Implicit Evaluation with PHP

14 September 2006

Objects and Arrays in PHP

In PHP, Objects and Arrays are very similar. Objects can easily be cast as an array with get_object_vars, and a simple foreach loop can easily construct an stdObject from an array. Their similarities mean there is little you can do with one that you cannot do with the other. Some of the differences (at first glace) are:

  1. objects can be typed with a name (the class name).
  2. Objects can have functions, arrays cannot.
  3. By virtue of functions, objects can have constructors and destructors
  4. Objects can more easily have default values
  5. Objects (or more specifically, classes) can have static methods

In truth, however, only the name and static methods are truly exclusive to objects. And what’s more interesting is that both real differences apply to classes, not objects. In PHP3, classes were just glorified arrays with special syntax. In PHP4, they became distinct but still very similar (witness all the complaints about PHP4’s object model). In PHP5, Objects became real objects comparable to other languages. At the point that PHP internally differentiated between objects and arrays (PHP4), a method called get_class came along to give meta information about that class. That is information an array simply cannot have. And so there is the first difference.

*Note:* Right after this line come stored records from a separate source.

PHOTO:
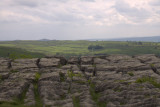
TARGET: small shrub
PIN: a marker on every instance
(37, 76)
(62, 76)
(130, 73)
(70, 74)
(14, 71)
(76, 101)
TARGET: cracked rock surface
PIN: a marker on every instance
(89, 81)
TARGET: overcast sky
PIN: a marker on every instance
(78, 19)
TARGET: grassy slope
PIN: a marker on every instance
(68, 48)
(18, 53)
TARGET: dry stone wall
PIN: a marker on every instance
(104, 81)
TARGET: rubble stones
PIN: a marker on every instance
(108, 81)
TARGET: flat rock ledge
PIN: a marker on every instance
(89, 81)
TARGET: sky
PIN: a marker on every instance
(78, 19)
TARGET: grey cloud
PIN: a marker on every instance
(132, 12)
(27, 3)
(155, 3)
(88, 0)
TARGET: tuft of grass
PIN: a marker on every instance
(76, 101)
(62, 76)
(14, 71)
(36, 92)
(0, 78)
(95, 96)
(130, 74)
(17, 102)
(59, 66)
(37, 76)
(70, 74)
(151, 80)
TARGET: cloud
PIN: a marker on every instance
(81, 17)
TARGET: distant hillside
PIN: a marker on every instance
(15, 53)
(143, 39)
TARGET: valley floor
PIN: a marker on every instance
(104, 81)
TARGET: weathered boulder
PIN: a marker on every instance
(4, 64)
(20, 64)
(86, 60)
(73, 60)
(100, 61)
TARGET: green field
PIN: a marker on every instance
(77, 48)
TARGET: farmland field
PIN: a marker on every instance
(77, 48)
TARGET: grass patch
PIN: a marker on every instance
(62, 77)
(36, 93)
(76, 101)
(95, 96)
(17, 102)
(0, 78)
(37, 76)
(130, 74)
(151, 80)
(14, 71)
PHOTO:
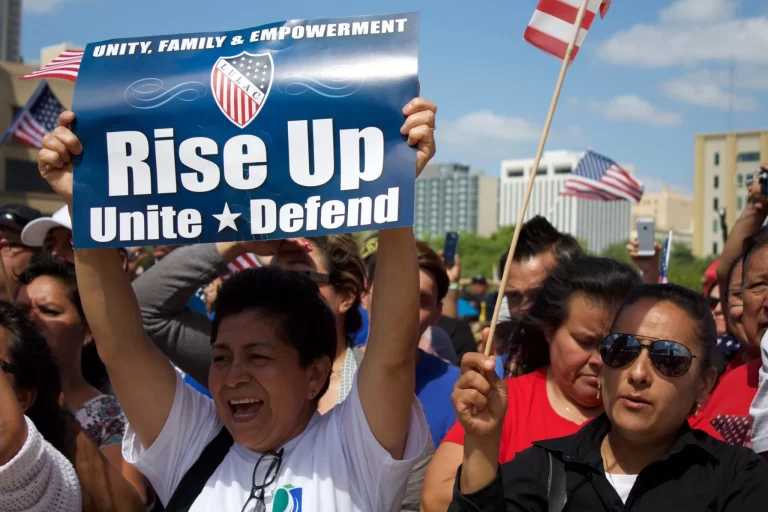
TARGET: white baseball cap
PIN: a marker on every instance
(34, 233)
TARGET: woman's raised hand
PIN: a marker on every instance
(480, 396)
(55, 158)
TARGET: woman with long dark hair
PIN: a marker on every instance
(555, 342)
(42, 452)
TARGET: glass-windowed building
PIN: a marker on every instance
(451, 197)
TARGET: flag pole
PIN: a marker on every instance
(21, 112)
(534, 171)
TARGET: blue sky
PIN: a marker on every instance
(649, 76)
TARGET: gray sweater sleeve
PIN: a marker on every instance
(163, 292)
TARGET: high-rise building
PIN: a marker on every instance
(10, 30)
(20, 180)
(598, 223)
(671, 211)
(450, 197)
(722, 162)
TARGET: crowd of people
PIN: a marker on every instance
(338, 375)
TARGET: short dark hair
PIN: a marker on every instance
(429, 261)
(758, 240)
(432, 263)
(288, 299)
(347, 271)
(46, 264)
(537, 237)
(33, 368)
(603, 280)
(693, 304)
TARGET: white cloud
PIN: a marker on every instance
(694, 90)
(654, 185)
(485, 128)
(655, 46)
(633, 109)
(744, 77)
(42, 6)
(697, 11)
(690, 32)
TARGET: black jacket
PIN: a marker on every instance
(698, 473)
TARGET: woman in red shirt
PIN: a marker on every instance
(572, 314)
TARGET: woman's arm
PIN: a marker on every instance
(137, 369)
(114, 455)
(103, 487)
(387, 377)
(13, 426)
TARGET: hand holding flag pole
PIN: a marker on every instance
(545, 133)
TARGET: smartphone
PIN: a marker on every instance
(451, 248)
(646, 236)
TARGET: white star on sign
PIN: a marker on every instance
(227, 219)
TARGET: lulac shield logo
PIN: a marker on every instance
(241, 85)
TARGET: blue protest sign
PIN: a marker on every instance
(284, 130)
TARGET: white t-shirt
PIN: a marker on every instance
(334, 465)
(759, 409)
(622, 483)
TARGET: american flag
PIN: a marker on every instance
(65, 66)
(241, 84)
(551, 28)
(665, 253)
(248, 260)
(39, 116)
(599, 178)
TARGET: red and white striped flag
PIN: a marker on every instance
(248, 260)
(551, 27)
(599, 178)
(65, 66)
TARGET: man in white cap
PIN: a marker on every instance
(52, 233)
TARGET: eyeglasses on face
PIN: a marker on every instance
(317, 277)
(670, 358)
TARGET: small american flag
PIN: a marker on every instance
(600, 178)
(39, 116)
(65, 66)
(551, 28)
(248, 260)
(665, 252)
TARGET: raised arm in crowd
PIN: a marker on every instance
(274, 341)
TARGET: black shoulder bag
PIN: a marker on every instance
(556, 495)
(194, 480)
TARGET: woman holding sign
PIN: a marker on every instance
(260, 444)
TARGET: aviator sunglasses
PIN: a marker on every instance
(671, 358)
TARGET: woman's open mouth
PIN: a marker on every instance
(244, 409)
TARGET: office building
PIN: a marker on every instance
(671, 211)
(20, 180)
(10, 30)
(722, 164)
(450, 197)
(596, 223)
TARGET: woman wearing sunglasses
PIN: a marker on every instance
(640, 454)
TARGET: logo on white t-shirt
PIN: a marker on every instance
(287, 499)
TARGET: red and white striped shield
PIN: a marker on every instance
(241, 85)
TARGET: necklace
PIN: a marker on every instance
(604, 452)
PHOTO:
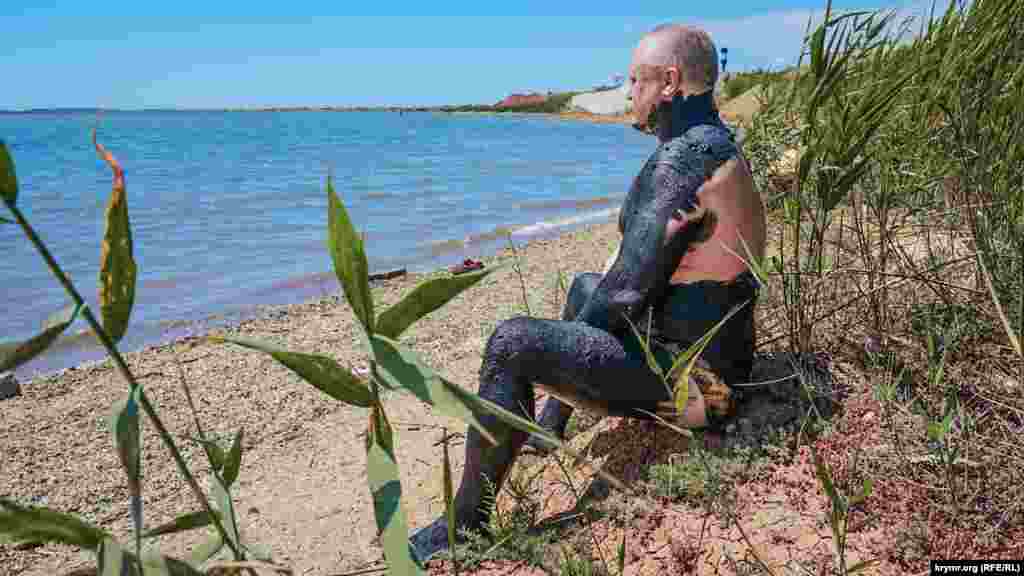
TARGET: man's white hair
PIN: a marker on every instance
(688, 48)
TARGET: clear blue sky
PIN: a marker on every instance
(217, 53)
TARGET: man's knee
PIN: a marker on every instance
(511, 337)
(583, 286)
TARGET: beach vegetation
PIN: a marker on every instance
(892, 162)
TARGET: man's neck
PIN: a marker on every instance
(685, 112)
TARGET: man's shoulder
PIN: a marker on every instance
(697, 142)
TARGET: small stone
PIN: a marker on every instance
(9, 387)
(745, 426)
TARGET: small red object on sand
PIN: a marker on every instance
(468, 264)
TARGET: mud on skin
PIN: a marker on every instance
(583, 355)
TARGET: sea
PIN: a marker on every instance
(228, 209)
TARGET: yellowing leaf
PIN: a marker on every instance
(117, 266)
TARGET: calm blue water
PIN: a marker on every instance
(228, 209)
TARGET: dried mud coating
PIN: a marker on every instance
(588, 354)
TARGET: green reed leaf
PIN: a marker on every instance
(226, 510)
(622, 554)
(321, 371)
(125, 423)
(117, 268)
(213, 544)
(13, 355)
(349, 258)
(424, 299)
(688, 358)
(385, 487)
(8, 178)
(185, 522)
(40, 525)
(233, 461)
(449, 499)
(480, 406)
(214, 453)
(155, 564)
(401, 368)
(645, 344)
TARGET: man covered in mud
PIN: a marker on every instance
(690, 218)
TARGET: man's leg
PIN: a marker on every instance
(555, 414)
(577, 360)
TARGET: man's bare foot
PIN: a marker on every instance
(429, 540)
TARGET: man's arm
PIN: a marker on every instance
(665, 192)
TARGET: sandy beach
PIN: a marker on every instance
(302, 490)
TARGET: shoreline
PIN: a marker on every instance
(78, 346)
(303, 470)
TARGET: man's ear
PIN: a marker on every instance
(673, 82)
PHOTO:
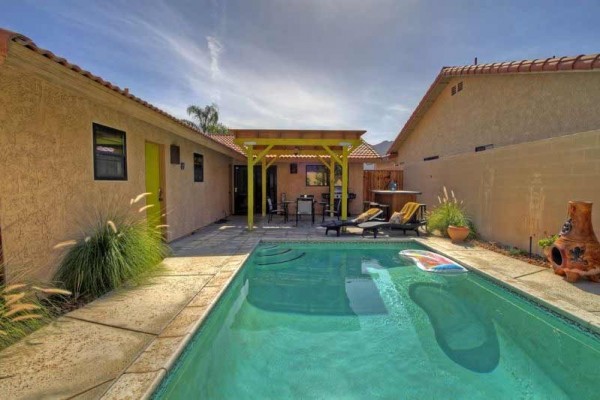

Arrays actually can have functions. Think about the similarities of functions and variables in objects:

$frank = new Person;
$frank->name = "Frank";
$frank->age();

The only difference is the the parentheses. And in fact, consider

$frank = array (
"name" => "Frank",
"iAge" => 0,
"age" => create_function (
'&$person',
'$person["iAge"]++;'));
$frank["age"]($frank);

Though it’s unfortunate you must call $frank twice, it is an array with a function in it. It is because $this does not exist within a create_function lambda. But merely trying this exercise illustrates something closer to how objects actually work. Scopes, name spaces and classes are all nice things. But when they hit silicon, the class functions are just ordinary functions with new names. For example $frank->age() in OOP is $frank = person_age ($frank) in object-oriented imperative code.

The constructor/destructor argument is valid. There is no way to have either strictly using arrays. If, however, the call to array() is abstracted into a function, constructor and destructor functions that return and destroy the array can serve the same purpose.

Default values can be arranged by making a template array and cloning that for instanciations. Observe:

$classPerson = array ("name" => "", "age" => 21);
$frank = $classPerson; // adjust for cloning depending on PHP version

Frank and all other instanciations pick up the values $classPerson defined.

Static functions are also absent in arrays, in a technical sense. However, they can be put into a template array and accessed conventionally.

There is no legitimate reason I can think of that you would do any of this. OOP exists to abstract this kind of development away. However, this does illustrate the similarities and how able PHP arrays are compared to objects.

One Comment currently posted.

Peter Goodman says:

In PHP5, you can use the SPL ArrayObject with implements ArrayAccess, Countable, and IteratorAggregate so that the array object can be used as either an array/object, looped in a foreach like iterators, and counted using sizeof() or count().